Publication Date : 19-07-2012

 

Academia Sinica, the top research institute in Taiwan, yesterday downgraded the expected economic growth rate for 2012 from 3.81 per cent to 1.94 per cent, citing weaker-than-expected exports due to the European debt crisis and slowdown in China.

Academic Sinica's forecast is the first to predict GDP growth for the year of less than 2 per cent.

The data provided by the research institute suggests growth rates for the first, second, third and fourth quarters should be 0.39 per cent, minus 0.89 per cent, 2.72 per cent, and 5.29 per cent, respectively, indicating that economic conditions are more likely to recover slowly from the third quarter instead of in a V-shaped rebound.

Head of Academia Sinica's Institute of Economics Peng Shin-Kun said that it is “mission impossible” for growth in 2012 to top 3 per cent, a feat which would require the third and fourth quarters to both see growth of more than 5 per cent.

Shrinking exports

The previous forecast made by the same institute in 2011 expected the early harvest list of the Economic Cooperation Framework Agreement to boost export growth to 5.15 per cent.

Yesterday's forecast, however, crushed such expectations, with the export growth rate cut sharply to 0.87 per cent. According to Academia Sinica, the European debt crisis has caused global demand to shrink. The slowdown of economic conditions in China is also taking a heavy toll on Taiwan exports.

Academia Sinica also cut its outlook for private consumption from 2.72 per cent to 2.1 per cent. Rising oil and electricity rates, uncertainties created by the stock gains tax, and the general pessimism among consumers all affected the willingness of people to spend, the institute said.

In terms of investment, total growth was downgraded from minus 0.32 to minus 2.13 per cent, blamed on declining investments from both the government and private companies.

Taiwan Semiconductor Manufacturing Co. has been the only private company to increase their investment this year. Due to shrinking global demand, firms reduced their investments, according to the institute.

Investment in the tourist industry, however, increased because of the growing population of visitors from Hong Kong and mainland China.

Taking into consideration of the rising power rates, decreasing global oil prices, and lower communication fees, Academia Sinica forecast inflation this year to be 1.8 per cent.
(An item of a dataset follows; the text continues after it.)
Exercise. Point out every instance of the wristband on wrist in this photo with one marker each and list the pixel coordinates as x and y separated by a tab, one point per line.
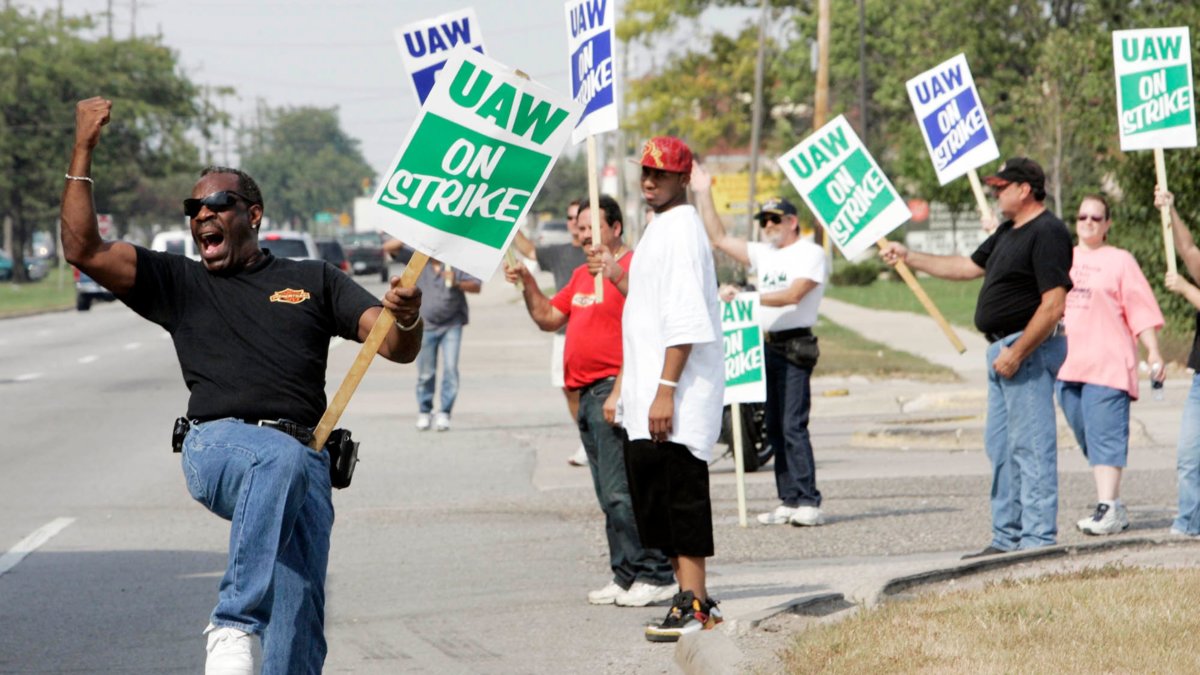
411	326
Oil prices might rise in the fourth quarter, which will also see the second increase of electricity rates. Thus, although inflation for the year is expected to be lower than 2 per cent, Academia Sinica still expects inflation in the third and fourth quarters to be 2.07 and 2.18 per cent, respectively.

The labour market is expected to be stable with the unemployment rate at around 4.18 per cent, according to data from the institute.

The average salary is expected to decrease by 0.43 per cent due to gloomy global economic prospects, which are likely to cause companies to ask their employees to take unpaid leave.

Ray Chou, a researcher with the institute, stated that the government should initiate fiscal policies such as increasing public spending to boost the economy.

According to the Directorate General of Budget, Accounting, and Statistics, however, the government is not able to order rises in spending because of the legal limits for government debt.